Updated

These “Angels of the Bicentennial” are human too. The 33 Chilean miners are now beginning to face the real life drama above-ground, unemployment, family strains, and poverty.

Riches may come, but for now, many face an uncomfortable present: Most live in improvised homes in marginal neighborhoods. Some have strained relationships with the families who held vigil, praying for their survival. All face a search for work since the mine that employed them has filed for bankruptcy.

Seven of the miners held a news conference to plead for job training and government benefits. They also pleaded for privacy, citing the media's treatment of fellow miners Johnny Barrios and Claudio Yáñez.

Barrios' wife and lover, who live a block away from one another, both arrived at the mine following the Aug. 5 collapsed that trapped them, launching a high-profile soap opera.

Yáñez's strained relationships also were on display when the media waited outside his mother's house, where his family had prepared a welcome-home party, and he didn't show up. He went instead to the home of the mother of his two children, a woman he proposed marriage to while underground.
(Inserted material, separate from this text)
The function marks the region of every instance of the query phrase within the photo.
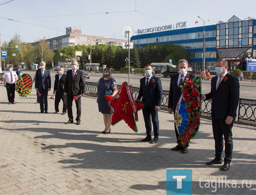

Yáñez's sister, cameras in tow, later threw a rock at the woman's house, and yelled that he can forget having his family to support him.

Other miners returned to lives of poverty in the hard scrabble neighborhoods that climb the hills around Copiapo, the gritty capital of Chile's northern Atacama region.

Carlos Mamani, the only Bolivian in the group, lives in a small green wooden house on an unpaved road in Padre Negro.

On a clear night, the glittering street lights of Copiapo stretch out like a beautiful carpet below mountains that hold the promise of copper and gold.

But Padre Negro's 38 houses lack access to sewers and running water. Mamani and his neighbors -- mainly Bolivians and Peruvians -- must walk for blocks to two public taps to get water and then carry it back up the hill.

"This area is dangerous at night. Drugs are sold here and there is theft. I've lived here for a while and I still have to be careful to avoid problems," said one of Mamani's neighbors, José Vadillo, a 15-year-old Bolivian, to The Associated Press.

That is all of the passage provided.